On older cards, if you were using powered speakers, you could move some jumpers in order to disable the built-in amplifier and switch the card to output line level audio.  I can't seem to find a way to do it on my Z, google searches turn up nothing.  Does anyone have any suggestions?


----------



## Regeneration (Aug 24, 2017)

None that I know of. Using Stereo Direct is the closest thing.


----------



## Red_Machine (Aug 25, 2017)

I can't use Stereo Direct, because it forces the card into 192KHz mode, which causes issues with some of my games.


----------



## qubit (Aug 25, 2017)

They've probably removed that feature to save a couple of pennies on manufacture. Annoying, I know.


----------



## Regeneration (Aug 26, 2017)

Red_Machine said:


> I can't use Stereo Direct, because it forces the card into 192KHz mode, which causes issues with some of my games.

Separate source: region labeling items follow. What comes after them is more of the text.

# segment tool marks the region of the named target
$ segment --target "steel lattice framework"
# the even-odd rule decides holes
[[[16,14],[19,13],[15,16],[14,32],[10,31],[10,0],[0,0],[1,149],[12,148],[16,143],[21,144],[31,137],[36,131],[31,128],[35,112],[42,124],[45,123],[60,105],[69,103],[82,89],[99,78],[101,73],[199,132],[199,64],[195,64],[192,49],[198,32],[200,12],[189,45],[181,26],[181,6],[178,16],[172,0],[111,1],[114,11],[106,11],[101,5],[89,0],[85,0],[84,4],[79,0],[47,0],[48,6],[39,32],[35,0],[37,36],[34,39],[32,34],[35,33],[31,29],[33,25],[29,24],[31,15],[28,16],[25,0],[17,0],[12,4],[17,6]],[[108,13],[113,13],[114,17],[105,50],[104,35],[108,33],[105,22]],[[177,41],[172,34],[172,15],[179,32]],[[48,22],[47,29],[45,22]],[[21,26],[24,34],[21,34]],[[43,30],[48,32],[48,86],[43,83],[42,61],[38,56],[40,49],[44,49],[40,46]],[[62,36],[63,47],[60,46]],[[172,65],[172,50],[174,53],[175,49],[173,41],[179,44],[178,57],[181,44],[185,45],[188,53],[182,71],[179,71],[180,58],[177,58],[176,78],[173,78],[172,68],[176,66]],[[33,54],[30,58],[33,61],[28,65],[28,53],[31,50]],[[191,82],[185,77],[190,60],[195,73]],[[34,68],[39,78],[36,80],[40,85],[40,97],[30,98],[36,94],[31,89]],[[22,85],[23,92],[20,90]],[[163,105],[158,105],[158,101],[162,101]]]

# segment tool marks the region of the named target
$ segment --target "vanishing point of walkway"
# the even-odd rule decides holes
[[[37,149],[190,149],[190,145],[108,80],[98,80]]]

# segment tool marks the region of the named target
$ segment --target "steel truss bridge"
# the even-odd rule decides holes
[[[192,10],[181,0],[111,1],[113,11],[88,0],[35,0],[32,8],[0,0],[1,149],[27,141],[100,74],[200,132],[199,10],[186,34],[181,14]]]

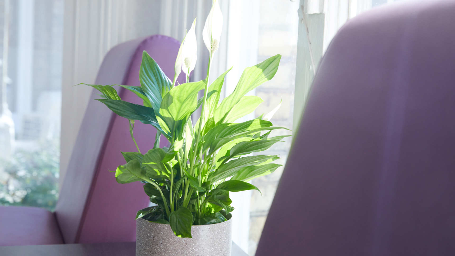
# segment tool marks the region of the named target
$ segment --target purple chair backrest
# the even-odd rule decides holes
[[[322,60],[256,255],[455,255],[455,1],[379,7]]]
[[[144,50],[172,79],[179,46],[177,40],[159,35],[119,45],[106,55],[95,83],[140,86]],[[117,92],[122,100],[142,104],[132,92],[123,88]],[[94,92],[92,98],[99,97]],[[136,121],[133,132],[143,154],[153,147],[156,133],[152,126]],[[114,174],[108,171],[125,164],[121,151],[136,151],[128,120],[90,100],[56,208],[65,243],[136,240],[134,217],[148,205],[148,198],[140,183],[119,184]]]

You can reduce the sample rate in the Windows' control panel even with Stereo Direct enabled.


----------



## RejZoR (Aug 26, 2017)

The outputs are not amplified (or at least shouldn't be) because you need active speakers anyway. Only amplification is used with headphones because they need active power supply to function. I haven't checked the circuitry on my SB Z, but the ports are separate.


----------